ヒンドゥー教の聖地パラナーシの西方に位置する、芸術的価値の高い彫刻を伴うヒンドゥー教及びジャイナ教の寺院群です。85ヶ所あった寺院は、イスラム教徒によって破壊され、現在は25ヶ所になっています。
1986年、インドの世界遺産に登録されました。
愛に満ちた世界遺産「カジュラーホの建造物群」
首都デリーから南東に620kmの位置にあるマディヤ・プラデーシュ州の小都市カジュラーホにある、寺院の壁面にある無数の浮き彫り装飾が有名な寺院群です。

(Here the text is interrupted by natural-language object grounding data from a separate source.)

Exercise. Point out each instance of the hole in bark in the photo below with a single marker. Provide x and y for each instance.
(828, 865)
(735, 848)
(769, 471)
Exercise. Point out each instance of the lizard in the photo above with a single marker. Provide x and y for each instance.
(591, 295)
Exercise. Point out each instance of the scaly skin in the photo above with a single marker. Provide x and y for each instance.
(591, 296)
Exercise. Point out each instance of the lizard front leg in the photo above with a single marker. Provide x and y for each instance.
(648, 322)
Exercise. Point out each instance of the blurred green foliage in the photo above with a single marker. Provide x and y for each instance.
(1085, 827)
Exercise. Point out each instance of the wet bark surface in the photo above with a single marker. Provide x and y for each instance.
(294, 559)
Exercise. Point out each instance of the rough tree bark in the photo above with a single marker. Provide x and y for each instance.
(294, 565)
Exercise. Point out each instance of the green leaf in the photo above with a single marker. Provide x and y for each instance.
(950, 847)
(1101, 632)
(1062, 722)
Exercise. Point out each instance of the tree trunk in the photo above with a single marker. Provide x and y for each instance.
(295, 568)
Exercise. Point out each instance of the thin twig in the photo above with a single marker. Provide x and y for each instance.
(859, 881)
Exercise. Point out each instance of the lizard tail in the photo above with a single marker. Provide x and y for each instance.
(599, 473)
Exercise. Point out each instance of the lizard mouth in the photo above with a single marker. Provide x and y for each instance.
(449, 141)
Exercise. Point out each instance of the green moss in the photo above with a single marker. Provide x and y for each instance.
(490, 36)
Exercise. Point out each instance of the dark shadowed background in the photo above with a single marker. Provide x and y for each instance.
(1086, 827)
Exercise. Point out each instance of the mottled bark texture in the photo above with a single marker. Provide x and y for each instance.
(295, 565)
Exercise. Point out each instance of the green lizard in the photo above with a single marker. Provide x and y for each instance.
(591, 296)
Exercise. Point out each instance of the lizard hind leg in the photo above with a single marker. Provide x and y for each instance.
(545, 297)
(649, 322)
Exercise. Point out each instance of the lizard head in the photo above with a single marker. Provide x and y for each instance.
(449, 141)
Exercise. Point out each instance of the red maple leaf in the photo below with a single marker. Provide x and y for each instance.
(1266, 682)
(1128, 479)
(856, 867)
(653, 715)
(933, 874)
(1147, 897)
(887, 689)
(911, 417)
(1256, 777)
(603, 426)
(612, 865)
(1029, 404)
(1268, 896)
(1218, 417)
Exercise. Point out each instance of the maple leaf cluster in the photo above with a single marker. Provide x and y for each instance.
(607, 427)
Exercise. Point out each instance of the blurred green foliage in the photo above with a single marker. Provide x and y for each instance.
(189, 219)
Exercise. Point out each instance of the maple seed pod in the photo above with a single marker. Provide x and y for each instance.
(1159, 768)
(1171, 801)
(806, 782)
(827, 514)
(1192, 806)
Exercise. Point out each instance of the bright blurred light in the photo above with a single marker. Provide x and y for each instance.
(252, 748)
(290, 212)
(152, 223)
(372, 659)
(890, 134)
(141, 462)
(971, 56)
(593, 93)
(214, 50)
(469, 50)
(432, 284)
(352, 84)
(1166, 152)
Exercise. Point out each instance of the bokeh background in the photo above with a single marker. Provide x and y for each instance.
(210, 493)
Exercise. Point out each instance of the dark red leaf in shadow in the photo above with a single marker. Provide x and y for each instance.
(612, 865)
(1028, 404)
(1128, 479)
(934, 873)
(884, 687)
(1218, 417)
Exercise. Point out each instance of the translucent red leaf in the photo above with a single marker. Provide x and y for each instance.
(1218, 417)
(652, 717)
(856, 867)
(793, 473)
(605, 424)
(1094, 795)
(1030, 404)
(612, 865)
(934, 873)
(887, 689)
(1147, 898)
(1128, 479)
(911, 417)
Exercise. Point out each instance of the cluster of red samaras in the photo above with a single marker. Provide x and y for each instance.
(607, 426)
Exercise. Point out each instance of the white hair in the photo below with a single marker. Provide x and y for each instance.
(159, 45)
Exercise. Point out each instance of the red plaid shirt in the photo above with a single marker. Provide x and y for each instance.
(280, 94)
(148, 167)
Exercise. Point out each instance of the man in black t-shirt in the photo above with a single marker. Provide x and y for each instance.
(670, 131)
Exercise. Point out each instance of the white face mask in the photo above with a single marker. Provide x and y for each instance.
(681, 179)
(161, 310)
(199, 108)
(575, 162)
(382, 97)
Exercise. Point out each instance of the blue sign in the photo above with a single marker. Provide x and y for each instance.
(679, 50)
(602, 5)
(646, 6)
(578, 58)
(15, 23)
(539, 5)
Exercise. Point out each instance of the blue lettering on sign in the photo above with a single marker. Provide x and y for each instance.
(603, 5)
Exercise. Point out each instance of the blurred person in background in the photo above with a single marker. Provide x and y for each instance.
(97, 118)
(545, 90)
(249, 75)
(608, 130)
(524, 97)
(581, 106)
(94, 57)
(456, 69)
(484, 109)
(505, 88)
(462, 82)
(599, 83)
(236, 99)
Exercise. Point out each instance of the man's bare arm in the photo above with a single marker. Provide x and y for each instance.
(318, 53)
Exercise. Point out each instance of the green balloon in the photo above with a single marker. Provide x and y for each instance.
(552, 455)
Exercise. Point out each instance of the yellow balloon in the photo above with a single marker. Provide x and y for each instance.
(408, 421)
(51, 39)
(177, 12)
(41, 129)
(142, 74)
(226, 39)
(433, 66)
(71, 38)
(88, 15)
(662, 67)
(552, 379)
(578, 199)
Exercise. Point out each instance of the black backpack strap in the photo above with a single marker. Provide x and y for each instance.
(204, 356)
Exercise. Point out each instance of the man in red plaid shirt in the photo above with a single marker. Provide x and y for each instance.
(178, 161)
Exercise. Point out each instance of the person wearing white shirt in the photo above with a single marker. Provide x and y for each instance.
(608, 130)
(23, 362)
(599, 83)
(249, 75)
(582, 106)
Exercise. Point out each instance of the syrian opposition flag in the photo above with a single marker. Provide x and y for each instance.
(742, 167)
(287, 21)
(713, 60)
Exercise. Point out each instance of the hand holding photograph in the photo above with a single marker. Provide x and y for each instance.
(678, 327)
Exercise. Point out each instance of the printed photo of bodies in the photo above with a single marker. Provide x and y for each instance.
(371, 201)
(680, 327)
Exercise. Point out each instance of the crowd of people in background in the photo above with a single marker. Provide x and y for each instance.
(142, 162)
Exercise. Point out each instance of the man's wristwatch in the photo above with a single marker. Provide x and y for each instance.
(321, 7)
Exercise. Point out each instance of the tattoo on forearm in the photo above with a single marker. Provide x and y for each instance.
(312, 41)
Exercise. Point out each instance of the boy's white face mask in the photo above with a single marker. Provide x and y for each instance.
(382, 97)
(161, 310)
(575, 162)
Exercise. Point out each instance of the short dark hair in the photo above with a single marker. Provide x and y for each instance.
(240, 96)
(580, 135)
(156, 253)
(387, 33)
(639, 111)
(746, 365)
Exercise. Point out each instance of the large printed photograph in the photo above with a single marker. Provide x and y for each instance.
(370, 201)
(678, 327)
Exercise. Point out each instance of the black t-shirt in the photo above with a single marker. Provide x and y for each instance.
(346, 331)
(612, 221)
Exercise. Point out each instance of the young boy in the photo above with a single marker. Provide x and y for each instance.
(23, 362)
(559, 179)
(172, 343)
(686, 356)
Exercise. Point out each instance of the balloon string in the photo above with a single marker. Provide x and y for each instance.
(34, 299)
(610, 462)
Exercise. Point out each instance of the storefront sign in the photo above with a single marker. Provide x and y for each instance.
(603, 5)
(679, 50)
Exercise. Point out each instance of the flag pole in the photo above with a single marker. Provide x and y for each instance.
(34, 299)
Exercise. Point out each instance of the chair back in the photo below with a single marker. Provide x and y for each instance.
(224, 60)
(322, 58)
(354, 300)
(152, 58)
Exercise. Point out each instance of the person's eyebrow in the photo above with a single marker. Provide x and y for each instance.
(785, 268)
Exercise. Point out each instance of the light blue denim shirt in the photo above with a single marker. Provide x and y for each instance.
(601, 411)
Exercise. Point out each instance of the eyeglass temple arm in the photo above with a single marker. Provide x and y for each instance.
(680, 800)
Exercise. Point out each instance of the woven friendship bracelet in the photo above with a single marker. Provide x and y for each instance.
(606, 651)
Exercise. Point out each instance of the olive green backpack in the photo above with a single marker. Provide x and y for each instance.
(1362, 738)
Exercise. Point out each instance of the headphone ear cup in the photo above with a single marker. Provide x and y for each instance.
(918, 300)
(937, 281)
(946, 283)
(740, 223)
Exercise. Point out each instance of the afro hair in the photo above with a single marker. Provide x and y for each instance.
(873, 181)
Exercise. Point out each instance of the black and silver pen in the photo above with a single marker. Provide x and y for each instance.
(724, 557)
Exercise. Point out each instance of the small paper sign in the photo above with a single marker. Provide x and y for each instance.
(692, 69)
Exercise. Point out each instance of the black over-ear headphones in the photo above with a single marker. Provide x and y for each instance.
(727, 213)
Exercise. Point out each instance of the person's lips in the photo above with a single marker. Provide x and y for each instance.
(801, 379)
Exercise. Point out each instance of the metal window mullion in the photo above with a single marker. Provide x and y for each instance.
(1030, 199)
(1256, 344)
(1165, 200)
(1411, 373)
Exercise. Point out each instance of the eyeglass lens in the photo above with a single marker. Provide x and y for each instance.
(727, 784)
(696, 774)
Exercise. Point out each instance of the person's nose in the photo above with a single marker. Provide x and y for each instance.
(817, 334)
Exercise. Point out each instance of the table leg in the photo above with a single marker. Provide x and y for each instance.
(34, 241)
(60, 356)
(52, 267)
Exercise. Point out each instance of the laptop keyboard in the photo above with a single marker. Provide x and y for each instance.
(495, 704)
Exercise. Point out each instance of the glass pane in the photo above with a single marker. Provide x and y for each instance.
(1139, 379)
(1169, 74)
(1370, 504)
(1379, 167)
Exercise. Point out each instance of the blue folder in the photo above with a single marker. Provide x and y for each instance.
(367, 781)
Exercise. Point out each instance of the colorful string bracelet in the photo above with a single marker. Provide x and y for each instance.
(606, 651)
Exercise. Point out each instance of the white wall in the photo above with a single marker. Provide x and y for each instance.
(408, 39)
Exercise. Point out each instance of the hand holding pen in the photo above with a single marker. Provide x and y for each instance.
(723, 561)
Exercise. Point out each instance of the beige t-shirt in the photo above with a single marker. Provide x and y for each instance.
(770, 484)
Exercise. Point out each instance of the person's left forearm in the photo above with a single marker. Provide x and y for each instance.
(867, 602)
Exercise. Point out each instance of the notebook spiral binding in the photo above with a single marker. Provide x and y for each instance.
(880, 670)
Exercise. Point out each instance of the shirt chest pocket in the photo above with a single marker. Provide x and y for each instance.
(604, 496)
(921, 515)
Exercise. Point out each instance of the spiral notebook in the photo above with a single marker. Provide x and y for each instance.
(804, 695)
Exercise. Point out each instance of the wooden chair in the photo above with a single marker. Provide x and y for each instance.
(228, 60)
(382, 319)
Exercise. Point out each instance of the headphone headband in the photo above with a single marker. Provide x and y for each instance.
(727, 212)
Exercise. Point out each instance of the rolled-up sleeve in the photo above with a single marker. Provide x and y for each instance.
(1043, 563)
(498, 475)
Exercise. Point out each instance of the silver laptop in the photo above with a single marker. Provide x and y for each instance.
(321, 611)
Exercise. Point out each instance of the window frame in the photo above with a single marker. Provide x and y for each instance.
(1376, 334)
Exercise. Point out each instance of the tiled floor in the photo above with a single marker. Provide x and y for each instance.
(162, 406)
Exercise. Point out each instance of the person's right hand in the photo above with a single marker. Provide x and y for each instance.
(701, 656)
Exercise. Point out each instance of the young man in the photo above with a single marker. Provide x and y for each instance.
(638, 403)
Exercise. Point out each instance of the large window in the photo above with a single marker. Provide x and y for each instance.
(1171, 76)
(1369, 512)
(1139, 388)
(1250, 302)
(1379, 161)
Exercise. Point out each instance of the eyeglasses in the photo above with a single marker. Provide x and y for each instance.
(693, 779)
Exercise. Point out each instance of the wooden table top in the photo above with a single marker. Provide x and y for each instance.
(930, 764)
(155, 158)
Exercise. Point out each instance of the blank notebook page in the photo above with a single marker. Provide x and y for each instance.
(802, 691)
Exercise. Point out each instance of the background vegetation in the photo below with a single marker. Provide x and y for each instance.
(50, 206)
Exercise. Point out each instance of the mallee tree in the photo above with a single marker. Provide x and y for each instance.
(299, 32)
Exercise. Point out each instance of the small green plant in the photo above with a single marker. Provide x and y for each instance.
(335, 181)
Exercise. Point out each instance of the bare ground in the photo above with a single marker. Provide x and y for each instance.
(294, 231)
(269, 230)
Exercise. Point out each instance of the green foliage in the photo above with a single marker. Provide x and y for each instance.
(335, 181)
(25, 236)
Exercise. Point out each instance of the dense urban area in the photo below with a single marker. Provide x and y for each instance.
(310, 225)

全てが細かく隙間ないほどの彫刻は、一つとして同じものはなく、動物やアプサラ(天女)、そしてミトゥナ(男女交合)が装飾されています。この彫刻達には北条奇岩などの意味が込められているようですが、過激すぎる彫刻群を見るとエロティックを超過しておおらかさを感じます。
10~13世紀にガンジス川中流域で栄えていたチャンデッラ王朝のもとに建造された寺院群。王朝の最盛期950~1050年にかけて石積み寺院が造営されていました。これらは金で覆われていたともいわれています。
13世紀には王国はイスラム勢力に脅かされるようになり、14世紀には全土を侵略されてしまいました。これにより、偶像崇拝を否定するイスラム教によって、寺院の彫刻の大部分が破壊されてしまいました。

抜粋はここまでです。